The transition toward electric mobility has further accelerated this shift. Electric vehicles typically contain a higher share of electronic components compared with conventional internal combustion engine vehicles, particularly in areas such as power electronics, battery control systems, and vehicle software architectures.
As a result, supply chains for automotive and EV components are becoming closely linked to the broader electronics manufacturing ecosystem. Investments in areas such as semiconductor-linked components, printed circuit boards, passive components, and power electronics often serve both consumer electronics and automotive applications.
Globally, much of the electronics manufacturing value chain remains concentrated in Asia, with companies across the region playing a major role in supplying components used in automotive, renewable energy, and industrial systems. Many global venture capital and private equity funds investing in these sectors also operate through diversified international investor bases.
By introducing a clear beneficial ownership threshold, the revised policy is expected to provide greater clarity for global investment funds while retaining oversight for investments involving strategic or controlling stakes.

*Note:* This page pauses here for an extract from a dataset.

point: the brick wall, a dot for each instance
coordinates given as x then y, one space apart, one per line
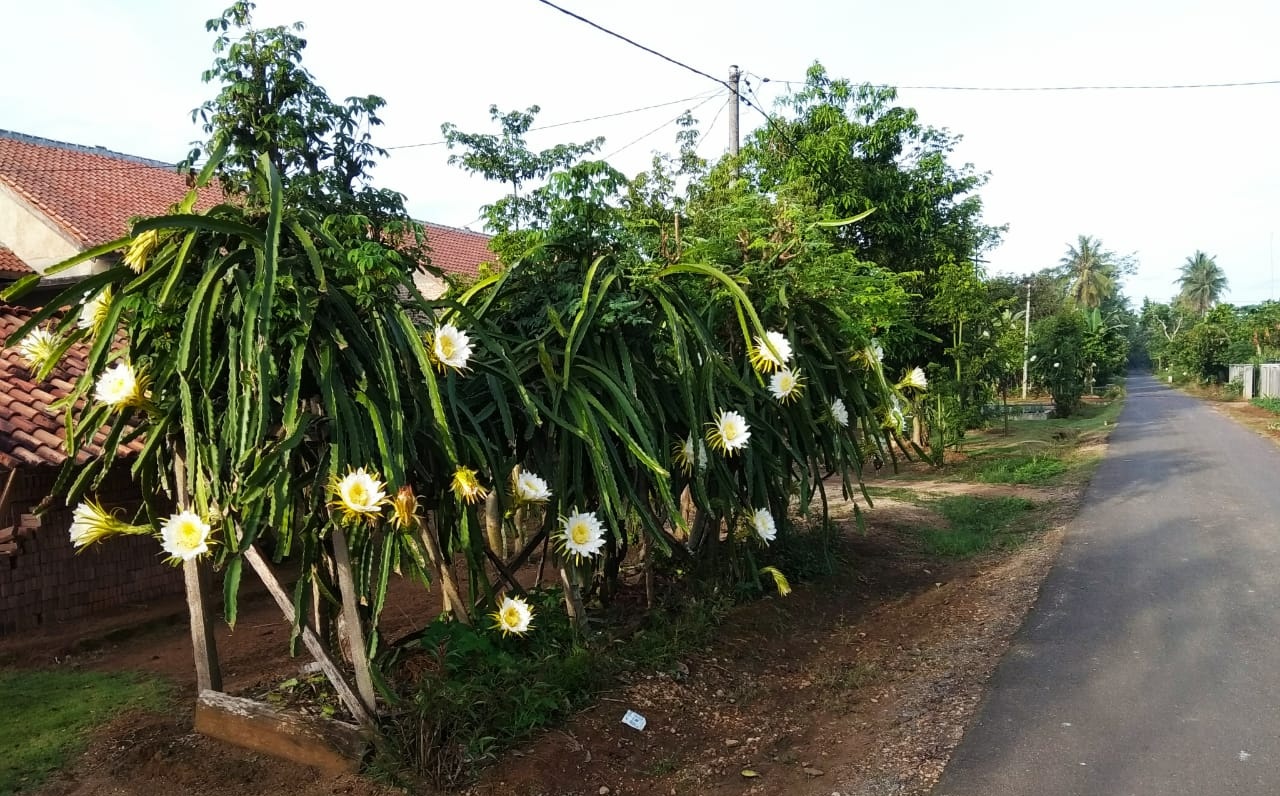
45 581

The government has indicated that the updated framework is aimed at enabling faster technology collaborations, strengthening domestic manufacturing capacity, and helping Indian companies integrate more closely with global supply chains.
As India continues to expand initiatives such as production-linked incentive schemes and Atmanirbhar Bharat to boost domestic manufacturing, investment flows into electronics and component ecosystems are expected to play an increasingly important role in supporting sectors including automotive, electric mobility, and renewable energy.